Regarding -ffile-prefix-map, it's actually added by the OpenWrt build system. And I had a (slightly different) duplicate -ldflags in the earlier build; I will update the original post with the correct go version -m output.

jefferyto commented 2 years ago

Minimal example:

$ cat hello.go
package main

import "fmt"

func main() {
    fmt.Printf("hello, world\n")
}
$ CGO_CPPFLAGS=-I/foo/bar go build hello.go
$ go version -m hello
hello: go1.18.1
        path    command-line-arguments
        build   -compiler=gc
        build   CGO_ENABLED=1
        build   CGO_CFLAGS=
        build   CGO_CPPFLAGS=-I/foo/bar
        build   CGO_CXXFLAGS=
        build   CGO_LDFLAGS=
        build   GOARCH=amd64
        build   GOOS=linux
        build   GOAMD64=v1
mpx commented 2 years ago

I don't think it would make sense to modify CGO flags before storing them since the toolchain would end up storing an incorrect representation of the build. It would be better to avoid storing the flags altogether.

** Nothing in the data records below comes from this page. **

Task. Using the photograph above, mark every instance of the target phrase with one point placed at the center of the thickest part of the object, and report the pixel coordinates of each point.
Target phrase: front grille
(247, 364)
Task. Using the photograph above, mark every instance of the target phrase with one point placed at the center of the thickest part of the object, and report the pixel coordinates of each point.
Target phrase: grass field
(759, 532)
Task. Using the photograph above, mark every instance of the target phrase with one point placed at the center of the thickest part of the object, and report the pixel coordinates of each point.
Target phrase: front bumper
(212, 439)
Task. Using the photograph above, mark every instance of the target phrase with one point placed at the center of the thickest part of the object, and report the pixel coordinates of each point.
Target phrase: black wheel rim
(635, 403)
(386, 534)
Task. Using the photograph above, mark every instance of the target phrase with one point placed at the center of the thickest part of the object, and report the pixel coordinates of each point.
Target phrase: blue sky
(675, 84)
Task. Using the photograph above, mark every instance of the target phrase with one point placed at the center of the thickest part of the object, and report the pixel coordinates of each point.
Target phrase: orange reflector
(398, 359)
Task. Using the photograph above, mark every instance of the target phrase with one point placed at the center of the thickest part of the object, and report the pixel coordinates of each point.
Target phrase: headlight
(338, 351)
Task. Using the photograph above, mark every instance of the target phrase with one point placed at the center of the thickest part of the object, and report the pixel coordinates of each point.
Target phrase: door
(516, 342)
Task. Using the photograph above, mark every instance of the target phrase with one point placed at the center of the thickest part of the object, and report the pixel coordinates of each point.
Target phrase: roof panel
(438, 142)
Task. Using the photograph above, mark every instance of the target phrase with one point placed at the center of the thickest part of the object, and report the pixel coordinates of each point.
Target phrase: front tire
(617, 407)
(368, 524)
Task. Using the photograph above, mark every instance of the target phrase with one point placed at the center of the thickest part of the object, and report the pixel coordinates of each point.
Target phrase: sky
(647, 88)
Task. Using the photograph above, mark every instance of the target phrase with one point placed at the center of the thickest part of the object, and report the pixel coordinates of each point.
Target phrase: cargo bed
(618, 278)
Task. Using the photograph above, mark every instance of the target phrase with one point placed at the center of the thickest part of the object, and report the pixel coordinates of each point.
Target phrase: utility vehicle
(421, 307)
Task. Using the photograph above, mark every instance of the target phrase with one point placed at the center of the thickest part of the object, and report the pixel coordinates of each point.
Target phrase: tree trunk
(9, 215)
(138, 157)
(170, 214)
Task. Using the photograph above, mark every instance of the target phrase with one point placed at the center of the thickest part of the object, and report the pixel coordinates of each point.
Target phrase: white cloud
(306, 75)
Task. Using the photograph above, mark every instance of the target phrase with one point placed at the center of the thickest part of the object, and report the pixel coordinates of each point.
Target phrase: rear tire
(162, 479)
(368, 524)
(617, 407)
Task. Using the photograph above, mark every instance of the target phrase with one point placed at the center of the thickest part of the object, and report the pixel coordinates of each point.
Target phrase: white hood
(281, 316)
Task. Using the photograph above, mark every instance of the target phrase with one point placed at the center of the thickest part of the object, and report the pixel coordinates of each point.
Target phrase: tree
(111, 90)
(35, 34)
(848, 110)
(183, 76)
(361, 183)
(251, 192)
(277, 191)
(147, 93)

Making reproducible binaries with CGO is fundamentally tricky/fraught, but there are some some existing workarounds:

  1. Build via a specified reproducible environment (eg, Docker, specific OS version/build,..)
  2. Disable buildvcs (-buildvcs=false).
  3. Disable CGO to avoid storing CGO flags (CGO_ENABLED=0)

Potential toolchain modifications:

  1. Add an option to skip storing non-reproducible buildvcs details? Yet another flag, which would be 1 of many to create a reproducible bulid. Or,
  2. Add a more generic -reproducible flag which makes a best effort to configure the toolchain.

Both (4) and (5) risk disappointing users since some things are outside the control of the toolchain and it may not be possible to reproduce the original build. Fundamentally, builds using CGO will require the same or a very similar environment to reproduce binaries (library versions, build options,...). This effectively requires (1) to guarantee reproducibility with CGO, or (3) to remove CGO from the equation.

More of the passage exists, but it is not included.